Congestion is a flow control mechanism used by vSAN. Whenever there is a bottleneck in a lower layer of vSAN (closer to the physical storage devices), vSAN uses this flow control (aka congestion) mechanism to relieve the bottleneck in the lower layer and instead reduce the rate of incoming I/O at the vSAN ingress, (i.e. vSAN Client VMs). This reduction of the incoming rate is done by introducing an I/O delay at the ingress that is equivalent to the delay the I/O would have occurred due to the bottleneck at the lower layer. Thus, it is an effective way to shift latency from the lower layers to the ingress without changing the overall throughput of the system. vSAN measures congestion as a scalar value between 0 to 255, and the introduced delay is computed using a randomized exponential backoff method, based on the congestion metric.

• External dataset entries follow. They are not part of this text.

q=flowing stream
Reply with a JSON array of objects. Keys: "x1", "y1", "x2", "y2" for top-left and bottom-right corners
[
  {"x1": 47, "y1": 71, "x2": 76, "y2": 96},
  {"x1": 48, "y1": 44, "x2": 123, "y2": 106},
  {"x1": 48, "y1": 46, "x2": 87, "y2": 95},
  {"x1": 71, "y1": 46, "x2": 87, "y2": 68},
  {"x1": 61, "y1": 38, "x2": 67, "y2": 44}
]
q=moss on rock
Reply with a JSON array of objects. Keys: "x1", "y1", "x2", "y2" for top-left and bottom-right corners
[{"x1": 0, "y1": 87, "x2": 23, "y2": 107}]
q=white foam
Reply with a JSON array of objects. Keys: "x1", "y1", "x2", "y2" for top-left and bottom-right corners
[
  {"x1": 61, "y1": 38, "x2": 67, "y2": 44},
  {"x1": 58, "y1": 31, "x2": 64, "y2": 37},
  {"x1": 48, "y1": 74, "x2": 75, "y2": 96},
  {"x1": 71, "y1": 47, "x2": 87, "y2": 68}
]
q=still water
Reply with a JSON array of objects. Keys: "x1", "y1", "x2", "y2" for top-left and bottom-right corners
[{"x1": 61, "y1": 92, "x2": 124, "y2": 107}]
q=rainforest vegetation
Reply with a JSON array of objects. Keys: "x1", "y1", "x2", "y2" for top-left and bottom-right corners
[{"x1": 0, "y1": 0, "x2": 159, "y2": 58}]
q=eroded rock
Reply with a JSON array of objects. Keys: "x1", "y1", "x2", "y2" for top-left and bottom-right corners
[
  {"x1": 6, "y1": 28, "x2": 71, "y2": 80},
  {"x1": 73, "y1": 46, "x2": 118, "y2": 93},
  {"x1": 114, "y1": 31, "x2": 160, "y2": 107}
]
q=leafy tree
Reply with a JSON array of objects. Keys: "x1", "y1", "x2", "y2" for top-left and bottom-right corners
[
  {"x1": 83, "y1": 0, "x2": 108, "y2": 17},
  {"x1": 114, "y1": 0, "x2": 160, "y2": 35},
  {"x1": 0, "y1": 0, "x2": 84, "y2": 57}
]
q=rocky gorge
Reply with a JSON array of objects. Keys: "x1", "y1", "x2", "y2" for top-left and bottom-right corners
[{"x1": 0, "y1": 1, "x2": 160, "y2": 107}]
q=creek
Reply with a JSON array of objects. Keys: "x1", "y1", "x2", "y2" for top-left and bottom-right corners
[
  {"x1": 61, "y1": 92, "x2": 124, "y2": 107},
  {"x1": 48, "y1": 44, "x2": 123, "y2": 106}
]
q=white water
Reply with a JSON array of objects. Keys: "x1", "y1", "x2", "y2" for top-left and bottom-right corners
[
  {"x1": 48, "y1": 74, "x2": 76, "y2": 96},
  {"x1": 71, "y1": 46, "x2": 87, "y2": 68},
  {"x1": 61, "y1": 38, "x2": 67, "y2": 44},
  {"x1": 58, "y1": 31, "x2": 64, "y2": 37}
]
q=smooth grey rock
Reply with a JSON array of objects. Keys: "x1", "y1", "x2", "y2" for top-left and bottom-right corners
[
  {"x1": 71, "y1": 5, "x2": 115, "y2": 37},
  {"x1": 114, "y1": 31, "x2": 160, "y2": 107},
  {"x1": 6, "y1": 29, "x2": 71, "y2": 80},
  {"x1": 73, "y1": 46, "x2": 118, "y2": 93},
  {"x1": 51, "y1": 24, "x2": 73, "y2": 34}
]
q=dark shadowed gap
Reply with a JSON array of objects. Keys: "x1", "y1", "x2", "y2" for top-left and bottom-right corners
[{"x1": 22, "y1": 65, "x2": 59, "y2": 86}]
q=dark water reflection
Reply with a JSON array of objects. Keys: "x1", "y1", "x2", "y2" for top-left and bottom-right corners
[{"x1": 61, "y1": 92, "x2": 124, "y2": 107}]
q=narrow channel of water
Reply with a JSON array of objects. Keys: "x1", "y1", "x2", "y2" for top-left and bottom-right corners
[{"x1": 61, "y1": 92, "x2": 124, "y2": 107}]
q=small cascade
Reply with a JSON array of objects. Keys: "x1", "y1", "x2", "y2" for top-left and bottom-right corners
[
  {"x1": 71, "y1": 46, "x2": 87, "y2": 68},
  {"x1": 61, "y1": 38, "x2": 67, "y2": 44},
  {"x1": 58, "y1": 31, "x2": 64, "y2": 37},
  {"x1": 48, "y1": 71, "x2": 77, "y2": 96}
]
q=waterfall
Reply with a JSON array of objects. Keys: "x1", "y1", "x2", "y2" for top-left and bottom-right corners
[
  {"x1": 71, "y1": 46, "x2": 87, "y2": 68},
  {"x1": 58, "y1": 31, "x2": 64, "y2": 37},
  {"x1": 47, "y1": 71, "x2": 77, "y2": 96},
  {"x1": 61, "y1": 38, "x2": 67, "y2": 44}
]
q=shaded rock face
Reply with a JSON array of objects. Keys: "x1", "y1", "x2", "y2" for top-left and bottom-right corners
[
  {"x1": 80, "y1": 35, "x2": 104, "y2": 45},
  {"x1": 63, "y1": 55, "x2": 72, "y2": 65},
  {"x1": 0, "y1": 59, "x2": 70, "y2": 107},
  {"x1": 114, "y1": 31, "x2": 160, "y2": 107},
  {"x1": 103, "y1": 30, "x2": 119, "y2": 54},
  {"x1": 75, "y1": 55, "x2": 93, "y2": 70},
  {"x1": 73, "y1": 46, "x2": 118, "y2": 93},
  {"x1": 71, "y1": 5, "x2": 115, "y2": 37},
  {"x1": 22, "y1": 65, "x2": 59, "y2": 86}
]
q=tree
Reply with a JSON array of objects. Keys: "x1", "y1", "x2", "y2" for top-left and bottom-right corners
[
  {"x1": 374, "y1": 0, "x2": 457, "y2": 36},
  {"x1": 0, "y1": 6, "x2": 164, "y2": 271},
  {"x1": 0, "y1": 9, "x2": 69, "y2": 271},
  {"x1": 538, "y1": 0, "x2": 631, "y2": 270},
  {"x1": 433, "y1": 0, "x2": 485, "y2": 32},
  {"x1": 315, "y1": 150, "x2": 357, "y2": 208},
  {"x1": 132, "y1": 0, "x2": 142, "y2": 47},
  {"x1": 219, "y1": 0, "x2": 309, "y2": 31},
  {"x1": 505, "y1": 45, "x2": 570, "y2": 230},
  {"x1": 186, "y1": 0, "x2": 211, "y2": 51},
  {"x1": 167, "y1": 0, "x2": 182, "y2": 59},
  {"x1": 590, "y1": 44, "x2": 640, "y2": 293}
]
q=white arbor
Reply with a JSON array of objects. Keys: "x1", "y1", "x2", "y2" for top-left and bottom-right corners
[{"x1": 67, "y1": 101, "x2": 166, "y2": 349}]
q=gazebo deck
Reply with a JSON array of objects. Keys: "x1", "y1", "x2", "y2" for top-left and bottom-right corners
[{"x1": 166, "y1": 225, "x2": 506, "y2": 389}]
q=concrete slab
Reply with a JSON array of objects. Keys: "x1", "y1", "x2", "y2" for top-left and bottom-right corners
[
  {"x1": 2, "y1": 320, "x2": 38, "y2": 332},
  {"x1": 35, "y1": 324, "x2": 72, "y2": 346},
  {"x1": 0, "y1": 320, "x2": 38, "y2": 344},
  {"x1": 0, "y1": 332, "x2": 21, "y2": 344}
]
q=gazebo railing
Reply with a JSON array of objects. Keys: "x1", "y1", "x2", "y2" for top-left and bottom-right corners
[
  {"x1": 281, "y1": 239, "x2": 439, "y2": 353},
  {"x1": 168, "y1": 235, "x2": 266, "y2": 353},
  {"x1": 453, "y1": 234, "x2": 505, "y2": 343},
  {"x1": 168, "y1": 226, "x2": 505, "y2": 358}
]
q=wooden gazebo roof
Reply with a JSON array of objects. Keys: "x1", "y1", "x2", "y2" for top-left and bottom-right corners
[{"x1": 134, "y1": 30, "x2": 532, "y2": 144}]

Congestion is bubbled through the stack to allow upper layers to perform ingress throttling and is observable across the stack. Congestion observed in upper layers is aggregated from lower layer congestion.

The following kinds of congestion originate from lower layer sources directly. They are specific to each vSAN disk-group (LSOM). vSAN Performance Service monitors these kinds of congestion and presents corresponding metrics in the vSAN Disk Group graphs. Generally, VMware technicians are required to do the further analysis for these metrics.

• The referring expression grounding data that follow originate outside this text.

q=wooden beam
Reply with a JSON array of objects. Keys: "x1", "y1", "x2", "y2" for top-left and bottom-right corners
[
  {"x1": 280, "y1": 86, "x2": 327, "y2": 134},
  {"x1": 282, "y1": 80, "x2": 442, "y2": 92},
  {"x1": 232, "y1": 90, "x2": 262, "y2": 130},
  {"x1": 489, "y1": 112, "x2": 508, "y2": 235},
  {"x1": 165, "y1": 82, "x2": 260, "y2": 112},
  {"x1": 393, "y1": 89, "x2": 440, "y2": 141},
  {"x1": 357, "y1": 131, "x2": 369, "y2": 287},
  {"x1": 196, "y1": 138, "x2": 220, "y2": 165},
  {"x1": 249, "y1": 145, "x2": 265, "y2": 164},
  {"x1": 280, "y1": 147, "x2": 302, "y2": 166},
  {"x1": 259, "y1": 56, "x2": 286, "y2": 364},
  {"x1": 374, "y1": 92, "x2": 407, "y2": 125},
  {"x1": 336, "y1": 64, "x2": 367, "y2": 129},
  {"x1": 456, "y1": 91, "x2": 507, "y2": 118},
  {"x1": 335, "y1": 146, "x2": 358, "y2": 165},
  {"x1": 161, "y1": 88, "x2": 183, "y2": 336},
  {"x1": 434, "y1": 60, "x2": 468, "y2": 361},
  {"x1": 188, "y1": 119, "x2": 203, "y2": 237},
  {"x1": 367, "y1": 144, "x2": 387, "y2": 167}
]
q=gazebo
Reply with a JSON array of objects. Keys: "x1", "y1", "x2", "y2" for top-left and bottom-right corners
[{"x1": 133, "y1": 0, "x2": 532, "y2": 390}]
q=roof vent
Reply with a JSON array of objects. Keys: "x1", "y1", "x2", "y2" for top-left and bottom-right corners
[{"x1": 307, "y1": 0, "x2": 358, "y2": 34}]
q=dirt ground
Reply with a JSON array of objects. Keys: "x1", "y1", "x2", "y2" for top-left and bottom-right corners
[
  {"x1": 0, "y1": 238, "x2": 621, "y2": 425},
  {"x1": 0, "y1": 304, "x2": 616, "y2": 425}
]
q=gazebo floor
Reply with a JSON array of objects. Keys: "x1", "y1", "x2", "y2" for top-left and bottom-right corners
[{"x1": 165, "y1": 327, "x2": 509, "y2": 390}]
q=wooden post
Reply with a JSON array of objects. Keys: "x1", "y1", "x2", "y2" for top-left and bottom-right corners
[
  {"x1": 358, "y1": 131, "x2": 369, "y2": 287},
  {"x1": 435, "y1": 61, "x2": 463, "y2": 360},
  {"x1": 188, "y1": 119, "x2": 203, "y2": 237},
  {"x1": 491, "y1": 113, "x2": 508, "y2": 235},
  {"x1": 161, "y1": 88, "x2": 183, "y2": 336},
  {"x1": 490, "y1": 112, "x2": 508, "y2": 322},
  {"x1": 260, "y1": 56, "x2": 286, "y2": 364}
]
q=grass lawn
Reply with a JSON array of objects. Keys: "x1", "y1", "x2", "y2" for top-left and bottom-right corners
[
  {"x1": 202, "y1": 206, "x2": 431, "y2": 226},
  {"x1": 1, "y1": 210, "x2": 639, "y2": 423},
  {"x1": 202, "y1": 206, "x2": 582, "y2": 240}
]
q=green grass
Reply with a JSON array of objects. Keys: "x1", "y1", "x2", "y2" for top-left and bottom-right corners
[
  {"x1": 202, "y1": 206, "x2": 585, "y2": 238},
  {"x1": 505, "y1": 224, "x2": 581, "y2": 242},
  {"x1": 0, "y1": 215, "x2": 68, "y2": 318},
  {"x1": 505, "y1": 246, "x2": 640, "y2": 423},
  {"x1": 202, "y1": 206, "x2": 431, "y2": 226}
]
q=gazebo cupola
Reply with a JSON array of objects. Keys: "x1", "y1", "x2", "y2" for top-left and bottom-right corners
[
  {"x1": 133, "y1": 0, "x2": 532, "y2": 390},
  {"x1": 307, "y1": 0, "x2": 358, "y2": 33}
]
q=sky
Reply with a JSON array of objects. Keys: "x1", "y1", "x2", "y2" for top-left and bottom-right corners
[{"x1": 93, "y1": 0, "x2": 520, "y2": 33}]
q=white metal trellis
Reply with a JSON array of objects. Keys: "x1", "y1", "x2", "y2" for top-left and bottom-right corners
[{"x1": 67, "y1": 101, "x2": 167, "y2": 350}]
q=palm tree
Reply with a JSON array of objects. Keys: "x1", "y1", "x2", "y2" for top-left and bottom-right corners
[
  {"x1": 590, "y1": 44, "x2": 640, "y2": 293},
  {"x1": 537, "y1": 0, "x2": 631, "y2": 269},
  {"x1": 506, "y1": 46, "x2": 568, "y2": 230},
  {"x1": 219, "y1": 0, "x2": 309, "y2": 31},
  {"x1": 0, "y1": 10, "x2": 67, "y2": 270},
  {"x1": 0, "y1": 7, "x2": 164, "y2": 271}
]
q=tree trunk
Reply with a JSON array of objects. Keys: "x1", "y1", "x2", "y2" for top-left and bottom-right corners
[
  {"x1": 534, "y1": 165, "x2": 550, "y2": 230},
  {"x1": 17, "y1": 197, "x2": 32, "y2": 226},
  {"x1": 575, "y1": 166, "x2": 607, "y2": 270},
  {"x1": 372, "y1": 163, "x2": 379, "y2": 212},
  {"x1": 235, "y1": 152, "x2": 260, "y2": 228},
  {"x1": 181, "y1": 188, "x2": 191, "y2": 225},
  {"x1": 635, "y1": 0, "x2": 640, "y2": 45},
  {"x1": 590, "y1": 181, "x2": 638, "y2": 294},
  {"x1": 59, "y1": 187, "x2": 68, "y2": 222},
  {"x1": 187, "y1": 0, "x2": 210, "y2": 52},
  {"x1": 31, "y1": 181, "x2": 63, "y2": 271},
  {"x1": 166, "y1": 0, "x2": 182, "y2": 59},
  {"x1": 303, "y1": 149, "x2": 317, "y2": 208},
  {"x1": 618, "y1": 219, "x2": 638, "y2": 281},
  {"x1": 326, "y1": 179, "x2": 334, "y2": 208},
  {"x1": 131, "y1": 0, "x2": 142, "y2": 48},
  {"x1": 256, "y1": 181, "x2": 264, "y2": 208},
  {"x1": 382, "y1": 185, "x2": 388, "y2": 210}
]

Slab Congestion: This originates in vSAN internal operation slabs. It occurs when the number of inflight operations exceed the capacity of operation slabs.
Comp Congestion: This occurs when the size of an internal table used for vSAN object components is exceeding threshold.
SSD Congestion: This occurs when the cache tier disk write buffer space runs out.
Log Congestion: This occurs when vSAN internal log space usage in cache tier disk runs out.
Mem Congestion: This occurs when the size of used memory heap by vSAN internal components exceed the threshold.
IOPS Congestion: IOPS reservations/limits can be applied to vSAN object components. If component IOPS exceed reservations and disk IOPS utilization is 100%, the congestion is raised for those excessive I/Os.

Each of these congestion types is associated with a resource that can be reclaimed at a given rate.

For example:

The drain rate of SSD congestion matches the rate at which LSOM de-stages I/O to the capacity tier drives. Congestion should cause the top-level (client) aggregate bandwidth to drop to match the drain rate of the contended resource.

The following kinds of congestion can be observed in the upper layers of the vSAN I/O operation stack. vSAN Performance Service monitors these kinds of congestion and present corresponding metrics in vSAN VM Consumption and vSAN Backend graphs. These kinds of congestion are aggregated from lower layer congestion, but not from the congestion sources directly.

Congestion in vSAN Clients (DOM Clients): This is for throttling the incoming I/O at vSAN Clients (VM Consumption) layer. Lower layer congestion can be the reason for congestion in vSAN Clients.
Congestion in vSAN backend (DOM Component Manager): This is for throttling the incoming I/O at vSAN Backend layer. Lower layer congestion can be the reason for congestion in vSAN backend.